In which the U.S. Conference of Mayors agrees with me.

Insofar as Noah’s response to my post of yesterday can be summarized as “The most pragmatically viable response is to blame employers because it’s better than blaming immigrants,” I agree completely. Insofar as it can be summarized as “We shouldn’t be talking about changing our own perception in ways that can’t make for more viable public narratives” I disagree vehemently.

The initial reason that I wrote the post was actually that I’m frustrated generally with a refusal to expect business owners to see their workers as human beings rather than warm bodies and this is a very good example of that. But Noah’s attribution of it to my radical localism on immigration is also valid. I suspect that a paradigm shift will be a more durable solution to the issue than even the most liberal legislation will, and the xenophobes are more likely to change their minds when they get to know actual immigrants — or at least have to confront them at marches and town-hall meetings — than through narratives delivered on the national stage.

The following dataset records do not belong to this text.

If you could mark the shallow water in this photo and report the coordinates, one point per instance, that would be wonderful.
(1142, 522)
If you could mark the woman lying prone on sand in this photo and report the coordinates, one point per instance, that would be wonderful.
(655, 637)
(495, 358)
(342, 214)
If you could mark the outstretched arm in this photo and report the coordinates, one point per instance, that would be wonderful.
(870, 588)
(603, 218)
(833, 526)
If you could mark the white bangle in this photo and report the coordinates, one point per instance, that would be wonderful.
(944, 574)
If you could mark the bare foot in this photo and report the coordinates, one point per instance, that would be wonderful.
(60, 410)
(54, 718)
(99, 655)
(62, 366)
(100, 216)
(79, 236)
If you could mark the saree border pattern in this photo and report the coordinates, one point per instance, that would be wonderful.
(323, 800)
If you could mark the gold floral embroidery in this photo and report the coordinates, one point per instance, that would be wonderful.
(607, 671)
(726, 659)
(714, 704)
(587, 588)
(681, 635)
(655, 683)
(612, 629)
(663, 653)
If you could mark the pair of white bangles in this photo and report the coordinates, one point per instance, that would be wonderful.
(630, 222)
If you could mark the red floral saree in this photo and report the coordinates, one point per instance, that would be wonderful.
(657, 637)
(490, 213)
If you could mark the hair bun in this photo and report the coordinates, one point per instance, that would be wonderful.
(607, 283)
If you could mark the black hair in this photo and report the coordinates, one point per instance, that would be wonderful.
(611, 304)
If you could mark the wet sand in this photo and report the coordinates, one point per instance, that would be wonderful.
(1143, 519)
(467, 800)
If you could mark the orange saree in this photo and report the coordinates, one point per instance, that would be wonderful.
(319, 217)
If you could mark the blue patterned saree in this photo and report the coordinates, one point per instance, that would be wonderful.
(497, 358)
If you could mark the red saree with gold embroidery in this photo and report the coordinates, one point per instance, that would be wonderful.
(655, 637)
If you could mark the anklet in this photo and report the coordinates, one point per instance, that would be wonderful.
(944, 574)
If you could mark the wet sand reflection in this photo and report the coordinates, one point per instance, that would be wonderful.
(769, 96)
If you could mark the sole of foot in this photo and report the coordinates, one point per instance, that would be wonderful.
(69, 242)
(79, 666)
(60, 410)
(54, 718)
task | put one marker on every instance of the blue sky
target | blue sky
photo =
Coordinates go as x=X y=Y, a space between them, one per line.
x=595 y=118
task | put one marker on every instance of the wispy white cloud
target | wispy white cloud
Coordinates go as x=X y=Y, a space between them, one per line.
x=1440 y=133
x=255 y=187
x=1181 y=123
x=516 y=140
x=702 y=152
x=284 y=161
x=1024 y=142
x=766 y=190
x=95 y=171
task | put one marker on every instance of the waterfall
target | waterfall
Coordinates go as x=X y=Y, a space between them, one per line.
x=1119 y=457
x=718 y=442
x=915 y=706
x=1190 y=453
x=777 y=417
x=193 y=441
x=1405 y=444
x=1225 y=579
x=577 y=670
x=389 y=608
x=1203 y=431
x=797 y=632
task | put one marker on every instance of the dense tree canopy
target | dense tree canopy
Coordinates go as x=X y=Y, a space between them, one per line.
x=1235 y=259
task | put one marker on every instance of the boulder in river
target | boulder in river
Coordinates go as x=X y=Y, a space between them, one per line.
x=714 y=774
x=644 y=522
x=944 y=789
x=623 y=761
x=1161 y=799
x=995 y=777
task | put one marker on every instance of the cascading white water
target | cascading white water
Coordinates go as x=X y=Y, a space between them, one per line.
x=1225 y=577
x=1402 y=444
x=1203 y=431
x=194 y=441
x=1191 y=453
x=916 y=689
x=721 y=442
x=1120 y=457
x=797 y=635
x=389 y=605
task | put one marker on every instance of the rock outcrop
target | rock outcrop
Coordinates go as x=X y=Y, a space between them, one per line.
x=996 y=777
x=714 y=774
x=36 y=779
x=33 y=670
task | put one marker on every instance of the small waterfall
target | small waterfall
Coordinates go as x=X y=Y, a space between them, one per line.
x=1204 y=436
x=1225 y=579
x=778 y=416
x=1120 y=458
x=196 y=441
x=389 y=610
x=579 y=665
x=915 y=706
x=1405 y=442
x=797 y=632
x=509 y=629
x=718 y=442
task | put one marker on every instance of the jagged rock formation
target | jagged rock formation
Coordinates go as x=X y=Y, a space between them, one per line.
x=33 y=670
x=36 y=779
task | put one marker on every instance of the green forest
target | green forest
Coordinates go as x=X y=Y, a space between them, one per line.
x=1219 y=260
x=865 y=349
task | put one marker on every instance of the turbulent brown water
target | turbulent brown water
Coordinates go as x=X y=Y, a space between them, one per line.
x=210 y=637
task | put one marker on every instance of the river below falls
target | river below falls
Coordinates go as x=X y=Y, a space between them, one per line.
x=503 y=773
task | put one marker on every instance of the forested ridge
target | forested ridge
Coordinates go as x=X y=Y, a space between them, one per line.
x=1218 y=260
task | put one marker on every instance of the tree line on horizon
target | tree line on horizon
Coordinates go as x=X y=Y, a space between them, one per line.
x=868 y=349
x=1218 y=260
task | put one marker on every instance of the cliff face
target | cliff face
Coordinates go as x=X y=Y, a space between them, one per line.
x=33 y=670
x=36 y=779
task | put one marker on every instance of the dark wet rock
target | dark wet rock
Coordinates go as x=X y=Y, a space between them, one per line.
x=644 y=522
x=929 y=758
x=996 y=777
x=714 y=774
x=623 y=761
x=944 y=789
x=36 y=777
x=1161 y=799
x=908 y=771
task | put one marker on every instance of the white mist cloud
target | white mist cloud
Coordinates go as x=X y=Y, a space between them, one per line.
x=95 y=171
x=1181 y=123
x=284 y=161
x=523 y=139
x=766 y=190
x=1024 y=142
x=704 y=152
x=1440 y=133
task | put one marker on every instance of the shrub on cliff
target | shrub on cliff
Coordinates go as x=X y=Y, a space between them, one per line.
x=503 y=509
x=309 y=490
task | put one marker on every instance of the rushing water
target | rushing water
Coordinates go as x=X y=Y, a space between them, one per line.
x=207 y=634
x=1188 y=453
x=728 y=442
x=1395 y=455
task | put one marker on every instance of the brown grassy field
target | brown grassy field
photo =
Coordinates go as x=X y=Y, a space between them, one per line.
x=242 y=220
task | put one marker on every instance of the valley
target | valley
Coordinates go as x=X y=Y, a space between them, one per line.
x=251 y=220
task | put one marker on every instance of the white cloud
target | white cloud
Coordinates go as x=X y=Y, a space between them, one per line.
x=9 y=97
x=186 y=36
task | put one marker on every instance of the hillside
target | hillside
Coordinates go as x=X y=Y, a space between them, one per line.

The short-term effects will be pretty bad in places like Hazleton or Prince George’s County, but the short-term effects will be pretty bad there anyway, and what ICE is doing — in those cities as well as more immigrant-friendly places like New Haven and LA — is worse by orders of magnitude. And if the news out of the Conference of Mayors is any indication, local governments are largely at least somewhat pro-immigrant in their outlook. So pragmatically we’re in decent shape.

I get the importance of narratives. But I suspect it’s the smaller, private changes in attitude that will end up driving immigration reform on a human scale.